Quel est votre rythme de travail ?
Ma pratique et ma production fluctuent en fonction du niveau qu’atteint mon besoin de communiquer. Je me sens plus en forme quand je produis avec régularité, même si, parfois, j’ai besoin de laisser Fatebe infuser en moi quelque temps. Je ne saurais vous dire combien de dessins je fais par mois. Elle me vient par jaillissements sporadiques.
Composez-vous par séries, ou les dessins sont-ils indépendants les uns des autres ?
Les deux, d’une certaine manière. Chaque dessin exprime une idée autonome, que je n’éprouve pas le besoin de réitérer ou d’élargir une fois qu’elle a été transcrite sur la page à travers le personnage. Mais j’imagine qu’on pourrait considérer l’ensemble du projet comme une série.

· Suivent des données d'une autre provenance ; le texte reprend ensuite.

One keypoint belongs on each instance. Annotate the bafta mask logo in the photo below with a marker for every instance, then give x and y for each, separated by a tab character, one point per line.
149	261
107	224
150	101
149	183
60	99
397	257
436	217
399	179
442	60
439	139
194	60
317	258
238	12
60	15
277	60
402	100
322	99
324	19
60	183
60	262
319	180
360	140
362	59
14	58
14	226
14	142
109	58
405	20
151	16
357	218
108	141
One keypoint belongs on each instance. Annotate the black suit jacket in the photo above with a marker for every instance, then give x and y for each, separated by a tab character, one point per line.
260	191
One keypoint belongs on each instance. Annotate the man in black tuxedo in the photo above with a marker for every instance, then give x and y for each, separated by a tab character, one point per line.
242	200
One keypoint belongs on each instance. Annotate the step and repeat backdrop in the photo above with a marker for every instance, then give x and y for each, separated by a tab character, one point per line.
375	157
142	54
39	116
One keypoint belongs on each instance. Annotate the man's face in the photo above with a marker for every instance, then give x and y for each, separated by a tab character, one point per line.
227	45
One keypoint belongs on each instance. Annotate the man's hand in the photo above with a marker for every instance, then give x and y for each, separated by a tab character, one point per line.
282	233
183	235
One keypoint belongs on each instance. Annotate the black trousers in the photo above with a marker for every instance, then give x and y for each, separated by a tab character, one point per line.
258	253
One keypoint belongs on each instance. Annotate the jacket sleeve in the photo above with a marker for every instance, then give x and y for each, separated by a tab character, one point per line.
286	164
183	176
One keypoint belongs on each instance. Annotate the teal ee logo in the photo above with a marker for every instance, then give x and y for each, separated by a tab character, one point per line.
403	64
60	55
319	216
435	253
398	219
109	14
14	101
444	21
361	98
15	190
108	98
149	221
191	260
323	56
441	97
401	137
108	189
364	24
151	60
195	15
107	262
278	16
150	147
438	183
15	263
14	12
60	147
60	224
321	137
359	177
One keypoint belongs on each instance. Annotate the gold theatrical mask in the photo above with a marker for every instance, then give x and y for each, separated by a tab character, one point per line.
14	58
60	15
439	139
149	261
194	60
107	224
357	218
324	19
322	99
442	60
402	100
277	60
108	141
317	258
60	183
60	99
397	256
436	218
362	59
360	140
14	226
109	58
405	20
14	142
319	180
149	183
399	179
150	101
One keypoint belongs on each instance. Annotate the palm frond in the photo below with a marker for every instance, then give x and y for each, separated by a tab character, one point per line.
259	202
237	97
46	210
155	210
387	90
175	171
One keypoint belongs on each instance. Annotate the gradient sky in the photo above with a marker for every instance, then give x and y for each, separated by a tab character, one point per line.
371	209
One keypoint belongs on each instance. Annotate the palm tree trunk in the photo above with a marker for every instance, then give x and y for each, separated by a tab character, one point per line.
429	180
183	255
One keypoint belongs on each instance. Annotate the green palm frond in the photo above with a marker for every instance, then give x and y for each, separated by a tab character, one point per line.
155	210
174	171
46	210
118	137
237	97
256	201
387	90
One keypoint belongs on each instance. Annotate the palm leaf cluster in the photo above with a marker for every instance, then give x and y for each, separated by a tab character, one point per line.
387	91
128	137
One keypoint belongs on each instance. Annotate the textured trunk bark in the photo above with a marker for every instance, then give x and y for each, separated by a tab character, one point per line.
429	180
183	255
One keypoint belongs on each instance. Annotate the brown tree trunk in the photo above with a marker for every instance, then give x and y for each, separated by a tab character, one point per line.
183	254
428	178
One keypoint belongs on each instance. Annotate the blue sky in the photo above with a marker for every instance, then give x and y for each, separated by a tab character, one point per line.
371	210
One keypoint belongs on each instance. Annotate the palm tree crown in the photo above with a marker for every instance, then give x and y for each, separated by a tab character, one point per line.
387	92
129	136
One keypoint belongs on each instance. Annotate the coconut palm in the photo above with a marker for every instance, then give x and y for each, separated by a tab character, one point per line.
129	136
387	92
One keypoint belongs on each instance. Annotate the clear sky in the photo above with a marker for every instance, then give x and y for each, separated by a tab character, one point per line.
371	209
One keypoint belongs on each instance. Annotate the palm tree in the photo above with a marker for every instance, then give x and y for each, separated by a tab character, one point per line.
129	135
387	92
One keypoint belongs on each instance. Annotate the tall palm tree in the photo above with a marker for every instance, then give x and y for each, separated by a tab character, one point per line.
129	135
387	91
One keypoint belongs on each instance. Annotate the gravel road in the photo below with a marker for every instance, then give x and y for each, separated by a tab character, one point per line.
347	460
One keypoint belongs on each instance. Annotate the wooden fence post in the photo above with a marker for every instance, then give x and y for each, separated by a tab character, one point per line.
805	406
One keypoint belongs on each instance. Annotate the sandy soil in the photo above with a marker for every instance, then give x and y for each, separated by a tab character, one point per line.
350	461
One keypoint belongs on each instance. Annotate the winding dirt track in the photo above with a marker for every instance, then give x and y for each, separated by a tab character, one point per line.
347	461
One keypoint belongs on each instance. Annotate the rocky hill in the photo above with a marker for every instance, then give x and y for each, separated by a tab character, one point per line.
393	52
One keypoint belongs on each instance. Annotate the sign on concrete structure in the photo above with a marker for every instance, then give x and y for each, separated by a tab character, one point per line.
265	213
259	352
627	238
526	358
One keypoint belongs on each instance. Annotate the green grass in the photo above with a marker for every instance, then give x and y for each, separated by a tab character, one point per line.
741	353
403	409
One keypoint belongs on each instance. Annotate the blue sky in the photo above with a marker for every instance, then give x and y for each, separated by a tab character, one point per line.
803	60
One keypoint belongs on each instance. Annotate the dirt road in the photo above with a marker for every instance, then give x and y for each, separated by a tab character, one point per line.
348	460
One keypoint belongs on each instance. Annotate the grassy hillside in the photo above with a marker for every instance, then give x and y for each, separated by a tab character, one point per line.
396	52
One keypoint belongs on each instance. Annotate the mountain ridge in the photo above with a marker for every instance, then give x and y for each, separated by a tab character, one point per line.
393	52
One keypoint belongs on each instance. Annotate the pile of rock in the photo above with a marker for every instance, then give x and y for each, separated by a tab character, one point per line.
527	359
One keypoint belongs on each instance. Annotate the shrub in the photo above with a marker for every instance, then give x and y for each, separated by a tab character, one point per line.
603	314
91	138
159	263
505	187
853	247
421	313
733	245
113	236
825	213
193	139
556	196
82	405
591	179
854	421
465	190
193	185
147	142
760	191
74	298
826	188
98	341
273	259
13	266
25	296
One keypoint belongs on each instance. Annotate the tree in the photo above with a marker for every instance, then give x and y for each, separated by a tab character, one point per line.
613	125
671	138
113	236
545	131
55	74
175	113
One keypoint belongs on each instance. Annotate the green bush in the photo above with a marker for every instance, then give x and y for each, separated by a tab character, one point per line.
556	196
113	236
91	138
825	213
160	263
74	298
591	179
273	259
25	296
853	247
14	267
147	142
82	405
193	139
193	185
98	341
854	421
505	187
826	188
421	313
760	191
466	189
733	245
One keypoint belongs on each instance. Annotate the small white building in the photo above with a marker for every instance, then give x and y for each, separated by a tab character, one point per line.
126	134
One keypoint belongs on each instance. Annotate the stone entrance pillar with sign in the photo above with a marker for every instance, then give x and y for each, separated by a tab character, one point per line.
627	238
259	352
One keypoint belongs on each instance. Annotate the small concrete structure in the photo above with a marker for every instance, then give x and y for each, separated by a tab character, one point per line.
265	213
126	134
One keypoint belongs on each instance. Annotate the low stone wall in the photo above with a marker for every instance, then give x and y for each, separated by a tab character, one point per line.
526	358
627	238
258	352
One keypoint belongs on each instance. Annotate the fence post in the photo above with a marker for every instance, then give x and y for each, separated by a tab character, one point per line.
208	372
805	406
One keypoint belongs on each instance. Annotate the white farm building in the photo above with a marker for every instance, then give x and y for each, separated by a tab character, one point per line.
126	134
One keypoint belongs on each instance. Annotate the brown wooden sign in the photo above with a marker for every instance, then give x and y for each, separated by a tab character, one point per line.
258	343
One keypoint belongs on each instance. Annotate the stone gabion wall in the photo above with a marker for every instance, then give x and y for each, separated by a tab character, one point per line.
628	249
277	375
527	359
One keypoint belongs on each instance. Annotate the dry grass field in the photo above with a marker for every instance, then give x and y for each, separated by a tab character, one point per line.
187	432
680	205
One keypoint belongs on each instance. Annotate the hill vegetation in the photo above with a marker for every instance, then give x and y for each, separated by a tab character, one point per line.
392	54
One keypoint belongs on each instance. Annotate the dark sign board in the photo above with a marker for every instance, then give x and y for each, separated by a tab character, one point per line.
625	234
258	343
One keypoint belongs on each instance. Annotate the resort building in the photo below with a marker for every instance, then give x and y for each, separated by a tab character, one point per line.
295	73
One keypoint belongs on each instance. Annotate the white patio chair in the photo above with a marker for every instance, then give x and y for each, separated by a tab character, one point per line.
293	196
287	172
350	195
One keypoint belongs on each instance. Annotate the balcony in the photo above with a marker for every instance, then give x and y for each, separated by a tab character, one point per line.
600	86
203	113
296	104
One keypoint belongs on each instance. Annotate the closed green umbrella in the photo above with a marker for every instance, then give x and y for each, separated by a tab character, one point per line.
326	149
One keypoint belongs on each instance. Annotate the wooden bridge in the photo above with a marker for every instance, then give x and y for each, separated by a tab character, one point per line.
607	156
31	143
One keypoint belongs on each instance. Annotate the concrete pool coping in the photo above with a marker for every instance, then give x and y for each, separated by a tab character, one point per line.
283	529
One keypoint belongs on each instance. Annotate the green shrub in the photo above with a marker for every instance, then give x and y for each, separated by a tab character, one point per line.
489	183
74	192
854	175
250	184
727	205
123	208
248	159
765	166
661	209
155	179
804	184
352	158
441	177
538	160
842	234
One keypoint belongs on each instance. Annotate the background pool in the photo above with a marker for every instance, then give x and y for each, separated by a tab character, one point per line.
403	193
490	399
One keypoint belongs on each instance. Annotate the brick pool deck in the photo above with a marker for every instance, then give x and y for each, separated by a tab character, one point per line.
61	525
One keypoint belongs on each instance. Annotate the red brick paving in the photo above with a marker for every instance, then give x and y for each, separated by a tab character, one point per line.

Pourquoi avoir choisi de dessiner en noir sur du papier blanc ? Il semble d’ailleurs que cela soit en train d’évoluer, puisque vous avez récemment utilisé de la couleur, et de plus grands formats, comme cette peinture murale présentée à la 32e Biennale des arts graphiques de Ljubljana, en Slovénie… Comment voyez vous l’évolution de votre travail ?
Dessiner est pour moi la façon la plus naturelle de penser, et ce sont les limites imposées par le noir et blanc qui reflètent le mieux ma manière de raisonner. J’ai probablement développé une forme de pensée binaire, résultat de traumatismes passés, ce qui m’a aussi conduite à rechercher le moyen le plus direct pour expliquer cet autre moi. La décision d’utiliser du papier blanc de petit format revêtait un caractère strictement pratique : puisque ces dessins étaient d’abord conçus comme une gratification personnelle et immédiate, il me semblait idiot de dépenser de l’argent en fournitures artistiques de grandes dimensions. Même si je reste concernée par les défis d’un art minimal en noir et blanc, je commence à trouver intéressant de laisser la couleur faire quelques apparitions. Par son échelle, la représentation murale de Ljubljana constituait sans aucun doute un grand changement ludique, mais, là encore, la décision était pragmatique. Le sujet, ce grand dispositif inspiré des machines de Rube Goldberg, ici employé à des fins onanistes, nécessitait beaucoup de place. Il était impossible de m’en tenir à mon format habituel.
Vos œuvres ont-elles vocation à favoriser une prise de conscience du public ?
L’importance jubilatoire des détails dans l’espace qui sépare les choses.
Quel sera votre prochain projet ?
Je suis très impatiente de monter l’exposition prévue cet hiver à la galerie Magenta Plains, à New York.